What’s the best thing about your job?
I love to be part of the wineries themselves and their interesting projects, where I can bring in all my creativity and international experience. I love to be in contact with nature and love meeting people… there are so many interesting personalities in the world of wine. And of course, I am lucky that I can visit wonderful places and taste a lot of fantastic wines.
And the worst?
Probably when I have to deal with people who aren’t really passionate about wine.
What’s the most common misconception about your job?
It’s not all events, travelling, meeting with people, visiting fine restaurants, and tasting great wines. There is also a huge amount of researching, writing, correcting, reporting, and finding diplomatic solutions. Sometimes I feel like an emergency service.
What advice would you give someone who wants to succeed in wine PR?

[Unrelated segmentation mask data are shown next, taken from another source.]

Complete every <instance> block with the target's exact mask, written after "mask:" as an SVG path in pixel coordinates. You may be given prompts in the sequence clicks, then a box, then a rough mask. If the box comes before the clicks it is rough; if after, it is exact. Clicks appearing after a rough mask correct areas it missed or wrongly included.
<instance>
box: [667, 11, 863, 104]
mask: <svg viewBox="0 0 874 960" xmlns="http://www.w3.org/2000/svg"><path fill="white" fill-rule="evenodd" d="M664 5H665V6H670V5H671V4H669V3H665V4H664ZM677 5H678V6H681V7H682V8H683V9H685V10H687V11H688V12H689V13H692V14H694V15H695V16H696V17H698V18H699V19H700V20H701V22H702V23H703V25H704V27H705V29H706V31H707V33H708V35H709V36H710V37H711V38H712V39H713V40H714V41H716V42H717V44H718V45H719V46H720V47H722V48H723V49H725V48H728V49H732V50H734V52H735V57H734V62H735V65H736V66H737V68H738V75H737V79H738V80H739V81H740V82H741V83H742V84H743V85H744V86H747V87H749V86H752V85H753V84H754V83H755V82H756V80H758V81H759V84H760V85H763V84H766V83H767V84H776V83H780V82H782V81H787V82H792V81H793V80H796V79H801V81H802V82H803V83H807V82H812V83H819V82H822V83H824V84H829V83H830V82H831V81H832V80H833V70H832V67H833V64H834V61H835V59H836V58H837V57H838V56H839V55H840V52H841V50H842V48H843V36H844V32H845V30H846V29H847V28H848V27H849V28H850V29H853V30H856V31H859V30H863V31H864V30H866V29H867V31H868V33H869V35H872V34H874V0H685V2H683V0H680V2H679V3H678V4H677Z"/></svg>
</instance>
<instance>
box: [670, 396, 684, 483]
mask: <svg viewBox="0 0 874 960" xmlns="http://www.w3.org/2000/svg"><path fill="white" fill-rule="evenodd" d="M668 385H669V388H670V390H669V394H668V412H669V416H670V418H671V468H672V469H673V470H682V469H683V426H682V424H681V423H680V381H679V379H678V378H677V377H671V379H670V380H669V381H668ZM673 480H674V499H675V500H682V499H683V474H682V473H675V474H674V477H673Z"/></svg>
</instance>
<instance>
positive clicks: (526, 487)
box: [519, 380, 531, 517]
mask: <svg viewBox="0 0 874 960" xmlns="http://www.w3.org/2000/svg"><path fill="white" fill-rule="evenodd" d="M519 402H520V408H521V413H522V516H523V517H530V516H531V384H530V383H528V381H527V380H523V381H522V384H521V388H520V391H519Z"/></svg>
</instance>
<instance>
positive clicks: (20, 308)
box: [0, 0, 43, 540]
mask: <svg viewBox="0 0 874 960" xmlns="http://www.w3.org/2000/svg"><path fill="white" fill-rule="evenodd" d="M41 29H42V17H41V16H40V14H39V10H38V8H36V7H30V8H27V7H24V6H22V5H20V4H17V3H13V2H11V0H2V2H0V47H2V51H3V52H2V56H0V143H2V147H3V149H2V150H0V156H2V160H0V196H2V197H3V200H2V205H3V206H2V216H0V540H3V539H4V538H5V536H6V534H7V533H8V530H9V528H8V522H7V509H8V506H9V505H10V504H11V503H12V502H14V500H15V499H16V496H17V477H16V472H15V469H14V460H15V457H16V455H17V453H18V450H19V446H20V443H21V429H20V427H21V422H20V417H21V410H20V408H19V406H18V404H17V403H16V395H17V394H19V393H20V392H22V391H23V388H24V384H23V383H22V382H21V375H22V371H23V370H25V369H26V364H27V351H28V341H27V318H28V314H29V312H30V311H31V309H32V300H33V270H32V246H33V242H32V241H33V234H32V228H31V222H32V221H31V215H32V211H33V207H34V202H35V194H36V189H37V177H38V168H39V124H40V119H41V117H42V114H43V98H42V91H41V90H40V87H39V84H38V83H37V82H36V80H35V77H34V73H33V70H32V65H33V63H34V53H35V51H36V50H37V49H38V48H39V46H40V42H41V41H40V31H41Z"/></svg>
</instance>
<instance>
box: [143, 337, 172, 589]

First and foremost, you need to love wine, and food, then you need to know languages. You should be curious, creative, willing to improve, always, and have good writing skills. You need to be a problem-solver, sensitive and diplomatic, and without the need to be centre of attention. Sometimes I say, slightly tongue in cheek, that more than communications one should study psychology. And, no shortcuts please. To establish good, long-lasting relationships with both producers and press you must be reliable, transparent and honest, a true ‘partner in crime’.
What was your greatest moment?
One of many special memories is from the end of an international press event that I organised at the Enoteca Pinchiorri in Florence. After a tasting of the most magnificent wines, the patron of the Enoteca, Giorgio Pinchiorri, opened a magnum of Château d’Yquem 1928. Happiness, pure emotion!
And your greatest mistake?
Perhaps that I and my team never devote enough time to promoting ourselves. All our energy and passion is focused on ‘our’ clients.
What’s the one wine you recommend most often to friends?
Professionally I was born in Tuscany, and Sangiovese is always in my heart. But the list of grape varieties and styles I love is long. Above all, I love wines that speak of their growing areas, and this is the advice I give most often.
Born in Austria, Ursula Thurner is the founder and owner of Thurner PR, a Florence-based communications strategy and international PR agency that will celebrate its 25th anniversary next year.
Her agency, made up of eight women, works with leading names in the Italian wine industry, including Pio Cesare, Ornellaia, Masseto, Ricasoli, San Leonardo, Giodo and Tasca d’Almerita.